JEAN WALLACE, 66, a screen actress who had feature parts in a dozen Hollywood productions and was married to two stars, Franchot Tone and Cornel Wilde, died of a gastrointestinal hemorrhage Wednesday at her home in Beverly Hills, Calif. Among Miss Wallace's films, most of which were made in the 1940s and 1950s, were You Can't Ration Love, Song of India, Maracaibo and Lancelot and Guinevere. Miss Wallace, born Jean Walasek in Chicago, was a fashion model in her teens. ERIK RHODES, 84, a character actor who twice shared the silver screen with Fred Astaire and Ginger Rogers, died Saturday in Oklahoma City. Mr. Rhodes played Italian characters in the Rogers-Astaire classics The Gay Divorcee, in 1934 and Top Hat in 1935.

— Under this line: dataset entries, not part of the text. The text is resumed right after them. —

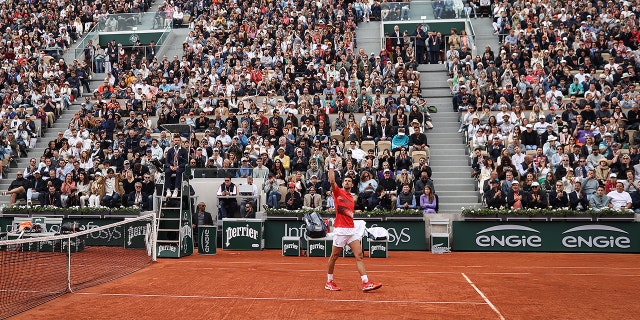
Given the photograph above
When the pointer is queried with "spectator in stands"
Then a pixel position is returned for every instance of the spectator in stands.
(293, 199)
(494, 197)
(175, 163)
(600, 200)
(201, 217)
(228, 206)
(620, 199)
(51, 198)
(312, 200)
(516, 198)
(271, 190)
(138, 198)
(406, 199)
(536, 198)
(18, 188)
(112, 189)
(428, 200)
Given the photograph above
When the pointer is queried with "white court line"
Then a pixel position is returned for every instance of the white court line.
(483, 297)
(416, 265)
(425, 272)
(274, 298)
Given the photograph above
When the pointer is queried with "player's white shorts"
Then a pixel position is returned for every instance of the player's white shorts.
(344, 236)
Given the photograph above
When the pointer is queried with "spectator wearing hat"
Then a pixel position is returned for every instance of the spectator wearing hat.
(417, 140)
(227, 207)
(516, 198)
(536, 198)
(578, 198)
(606, 146)
(558, 198)
(271, 189)
(245, 170)
(293, 199)
(313, 199)
(620, 199)
(529, 138)
(421, 37)
(494, 197)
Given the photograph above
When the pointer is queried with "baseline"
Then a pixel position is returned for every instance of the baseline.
(143, 295)
(500, 316)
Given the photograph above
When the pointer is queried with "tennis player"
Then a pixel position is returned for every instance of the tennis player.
(346, 232)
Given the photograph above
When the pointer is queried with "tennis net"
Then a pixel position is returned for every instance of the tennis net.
(36, 268)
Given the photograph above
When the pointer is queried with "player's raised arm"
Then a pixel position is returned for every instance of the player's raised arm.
(332, 177)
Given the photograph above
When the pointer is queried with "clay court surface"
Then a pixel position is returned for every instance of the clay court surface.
(417, 285)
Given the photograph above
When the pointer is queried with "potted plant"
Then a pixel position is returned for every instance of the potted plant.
(51, 210)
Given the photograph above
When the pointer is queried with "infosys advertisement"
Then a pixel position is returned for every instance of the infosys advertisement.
(545, 236)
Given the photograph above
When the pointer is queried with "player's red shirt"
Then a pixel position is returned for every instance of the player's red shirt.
(344, 208)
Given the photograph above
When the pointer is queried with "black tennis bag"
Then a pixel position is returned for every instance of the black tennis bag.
(69, 227)
(314, 225)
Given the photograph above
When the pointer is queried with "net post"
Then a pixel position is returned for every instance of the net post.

DR. JULIAN WOLFF, 85, a physician who led a Sherlock Holmes fan club, died Monday in New York City of blood poisoning. Dr. Wolff headed the Baker Street Irregulars, as the club was known, from 1960 to 1986, and edited its scholarly quarterly, the Baker Street Journal, from 1961 to 1977. The Irregulars take their name from a fictional band of street urchins who aided detective Holmes in novels and short stories written by Sir Arthur Conan Doyle.
VLADIMIR V. SHCHERBITSKY, 71, a conservative former Politburo member and chief of the Ukrainian Communist Party for 17 years, died Friday, the Tass news agency reported Saturday in Moscow. The conservative party chief, who ran the Ukraine and its 50-million people with an iron fist, was retired from the ruling Politburo on Sept. 20 in a shake-up orchestrated by President Mikhail Gorbachev. He was relieved of his Ukraine post a week later.
BRENDAN CORISH, 71, former leader of the Irish Labor Party and deputy prime minister from 1973 to 1977, died Saturday in Wexford, Ireland, his family said.